Он не предполагал, что такие же вопросы задает себе и Михаил Андреевич, ощупывая спрятанный под матрасом твердый предмет – заточку, выменянную у зэка на порцию рыбной бурды. Он твердо решил: как только станет невмоготу терпеть физическую боль, он покончит с собой. Но прежде надо было переговорить с женой или написать ей письмо. Михаил не хотел уходить из жизни, не сообщив ей нечто важное.
Когда конвойный повел его к приехавшему следователю, бывший эпроновец даже обрадовался. Может быть, увидев, как ему трудно, сотрудник НКВД сделает наконец вывод: ни о каком золоте Шаткин и ведать не ведает.
Однако прибывший по его душу Викторов не думал сдавать позиции. С удовлетворением оглядев заключенного с головы до ног, он усмехнулся:
– Продолжаете упорствовать?
Не дожидаясь разрешения, Михаил Андреевич устало опустился на табурет.
– Если вы о том же, товарищ следователь, мы зря потеряем время.

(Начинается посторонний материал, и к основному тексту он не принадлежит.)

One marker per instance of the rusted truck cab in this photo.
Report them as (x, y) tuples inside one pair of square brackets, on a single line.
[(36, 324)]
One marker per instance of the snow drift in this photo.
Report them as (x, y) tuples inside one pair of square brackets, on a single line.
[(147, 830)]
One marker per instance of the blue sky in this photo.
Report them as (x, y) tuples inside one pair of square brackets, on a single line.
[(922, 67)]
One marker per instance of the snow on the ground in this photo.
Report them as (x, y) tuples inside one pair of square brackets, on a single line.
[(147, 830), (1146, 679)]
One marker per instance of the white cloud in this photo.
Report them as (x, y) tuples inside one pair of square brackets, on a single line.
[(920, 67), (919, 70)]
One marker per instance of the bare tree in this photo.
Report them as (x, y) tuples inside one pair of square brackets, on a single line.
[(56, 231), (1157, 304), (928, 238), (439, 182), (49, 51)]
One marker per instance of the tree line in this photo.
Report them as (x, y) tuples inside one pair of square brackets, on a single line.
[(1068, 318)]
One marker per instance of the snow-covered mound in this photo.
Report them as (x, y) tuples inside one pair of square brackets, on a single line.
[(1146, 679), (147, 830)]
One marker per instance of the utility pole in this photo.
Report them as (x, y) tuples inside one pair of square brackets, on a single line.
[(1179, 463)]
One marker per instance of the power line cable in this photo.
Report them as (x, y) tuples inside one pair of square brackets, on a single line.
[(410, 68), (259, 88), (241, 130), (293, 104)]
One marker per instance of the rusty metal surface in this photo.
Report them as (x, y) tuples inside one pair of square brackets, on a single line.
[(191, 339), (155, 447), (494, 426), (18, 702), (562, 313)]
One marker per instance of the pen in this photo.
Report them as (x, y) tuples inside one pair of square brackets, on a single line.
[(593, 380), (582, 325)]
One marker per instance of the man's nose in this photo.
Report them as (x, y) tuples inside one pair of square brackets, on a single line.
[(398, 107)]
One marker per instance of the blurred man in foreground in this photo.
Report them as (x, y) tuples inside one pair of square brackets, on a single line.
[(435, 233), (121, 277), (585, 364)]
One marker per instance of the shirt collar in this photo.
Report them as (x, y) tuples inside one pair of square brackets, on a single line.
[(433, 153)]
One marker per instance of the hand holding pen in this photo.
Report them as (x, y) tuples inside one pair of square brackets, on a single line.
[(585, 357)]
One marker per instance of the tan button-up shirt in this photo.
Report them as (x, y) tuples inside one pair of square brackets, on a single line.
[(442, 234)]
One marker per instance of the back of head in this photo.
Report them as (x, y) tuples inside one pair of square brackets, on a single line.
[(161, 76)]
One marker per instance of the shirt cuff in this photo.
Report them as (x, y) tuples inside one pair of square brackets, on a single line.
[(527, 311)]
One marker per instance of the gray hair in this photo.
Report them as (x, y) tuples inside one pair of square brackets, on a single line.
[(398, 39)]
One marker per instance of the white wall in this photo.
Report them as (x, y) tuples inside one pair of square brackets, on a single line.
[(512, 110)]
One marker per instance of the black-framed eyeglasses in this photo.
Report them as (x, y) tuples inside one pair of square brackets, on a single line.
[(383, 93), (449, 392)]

Насколько я знаю, из Севастополя путь неблизкий…
Анатолий еле сдержался, чтобы не ударить этого упрямца. Блеск золота ослеплял.
– Мне больно смотреть, как вы калечите свою судьбу и судьбу своих родных.
Шаткин встрепенулся:
– Что с моей семьей?
Следователь скорчил гримасу:
– Вспомнил все-таки? Я скажу тебе одно: им не слаще твоего.
В отчаянии Михаил Андреевич закрыл лицо ладонями.
– Вы преступник!
Это восклицание не вызвало никаких эмоций.
– Зря упорствуешь, – мягко заметил следователь. – А ведь одно твое слово помогло бы сразу нескольким людям.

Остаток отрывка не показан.